Another example of this modification of the past occurs when Pope Francis continually refers to Christianity as evangelization and Christians as missionary disciples. Many of us associate the terms with a specialized ministry and especially one practiced in foreign countries. Francis brings the thought of Latin American bishops to his papacy when he asserts that every Christian has a vocation that is best described as proclaiming the Gospel wherever you find yourself. The emphasis has moved from asking about your own salvation to examining your participation in Christ’s mission to save the world. It moves followers from “Are you saved?” to “Are you working to save others?”
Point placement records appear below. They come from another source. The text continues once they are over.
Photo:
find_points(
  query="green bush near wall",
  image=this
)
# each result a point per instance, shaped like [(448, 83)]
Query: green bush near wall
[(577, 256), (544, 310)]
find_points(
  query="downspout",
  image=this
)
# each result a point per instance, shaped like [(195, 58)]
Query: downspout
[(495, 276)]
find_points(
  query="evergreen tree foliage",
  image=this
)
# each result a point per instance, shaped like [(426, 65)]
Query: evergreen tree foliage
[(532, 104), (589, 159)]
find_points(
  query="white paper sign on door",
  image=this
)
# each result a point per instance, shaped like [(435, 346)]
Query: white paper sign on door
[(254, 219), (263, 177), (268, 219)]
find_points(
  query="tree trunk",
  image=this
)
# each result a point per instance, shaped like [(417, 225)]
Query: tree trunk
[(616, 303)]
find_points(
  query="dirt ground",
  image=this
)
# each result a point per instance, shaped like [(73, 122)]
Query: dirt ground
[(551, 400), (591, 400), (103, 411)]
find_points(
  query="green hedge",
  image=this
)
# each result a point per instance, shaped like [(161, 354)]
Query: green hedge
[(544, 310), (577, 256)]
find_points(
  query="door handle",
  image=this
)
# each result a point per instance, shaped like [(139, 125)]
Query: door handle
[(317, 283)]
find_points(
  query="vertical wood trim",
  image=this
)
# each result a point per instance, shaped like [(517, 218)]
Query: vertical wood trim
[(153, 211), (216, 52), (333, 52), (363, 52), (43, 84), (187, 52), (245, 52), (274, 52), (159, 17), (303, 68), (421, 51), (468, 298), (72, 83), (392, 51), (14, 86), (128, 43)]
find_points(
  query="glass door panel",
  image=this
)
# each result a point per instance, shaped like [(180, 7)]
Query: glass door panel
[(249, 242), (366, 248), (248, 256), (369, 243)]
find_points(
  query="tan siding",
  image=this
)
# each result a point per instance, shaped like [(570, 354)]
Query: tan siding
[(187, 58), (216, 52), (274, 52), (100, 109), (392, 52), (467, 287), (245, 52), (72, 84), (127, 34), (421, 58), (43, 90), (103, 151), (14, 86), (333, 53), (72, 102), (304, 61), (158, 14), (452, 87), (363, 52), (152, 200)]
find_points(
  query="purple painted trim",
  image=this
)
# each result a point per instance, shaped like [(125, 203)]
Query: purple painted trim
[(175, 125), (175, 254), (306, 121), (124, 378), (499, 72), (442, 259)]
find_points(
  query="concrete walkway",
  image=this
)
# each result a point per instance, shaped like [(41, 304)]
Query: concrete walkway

This emphasis on mission is balanced by an insistence that an intimate personal relationship to Jesus is central to the Christian life. That sounds strange coming from Roman Catholics who have traditionally talked about individuals being related to Christ through the institutional church. Nonetheless, even Pope Benedict writes, “Being Christian is not the result of an ethical choice or a lofty idea, but the encounter with an event, a person, which gives life a new horizon and a decisive direction” (Deus Caritas Est).
Still, it is important to understand that this emphasis on personal relationship primarily means allowing Jesus’ spirit to shape your life. It focuses on imitating Jesus who is described as “the first and greatest evangelizer sent by God” (#103 of the Aparecida Document). This is not so much about the ability of an individual to obtain salvation simply by asking for it as touted by Evangelicals, as it is about living in such a close relationship with Christ that you too carry the good news of the Gospel to the poor.
Again the nature of the good news in this theology comes as a surprise. It emphasizes the dignity of every person being created in God’s image rather than the forgiveness of sin achieved in the crucifixion. Jesus is described as “the human face of God and the divine face of the human” (Aparecida #107) sent to make us “sharers in the divine nature” (Aparecida #348). Obviously, we are talking about sanctification that sounds more like Eastern Orthodoxy than what we are used to hearing from Western Christianity.
The Latin American bishops think this theology reflects new directions in which the Holy Spirit is leading the church, new directions that demand pastoral and institutional reform for Roman Catholics (Aparecida #367). I am sharing their thoughts because I think they also present a challenge for Protestants. The times call for all Christians to take responsibility for proclaiming the Gospel to those around them rather than agonizing on whether they themselves are saved.
I think I first realized how relevant this challenge is after making a somewhat whimsical ad-lib at the end of a sermon decades ago. I must have been frustrated after preaching about evangelism to a Lutheran congregation trained to think of Christian life wholly contained in a 16th century understanding of justification by faith. At any rate, I remember blurting out that I sometimes wish that Jesus had said, “None of you are saved unless all of you are saved.” I suggested this would perhaps motivate us to take more seriously our responsibility to spread the Gospel message. Totally unexpectedly, the congregation wanted to talk about the implications of the ad-lib rather than the rest of the rather conventional sermon.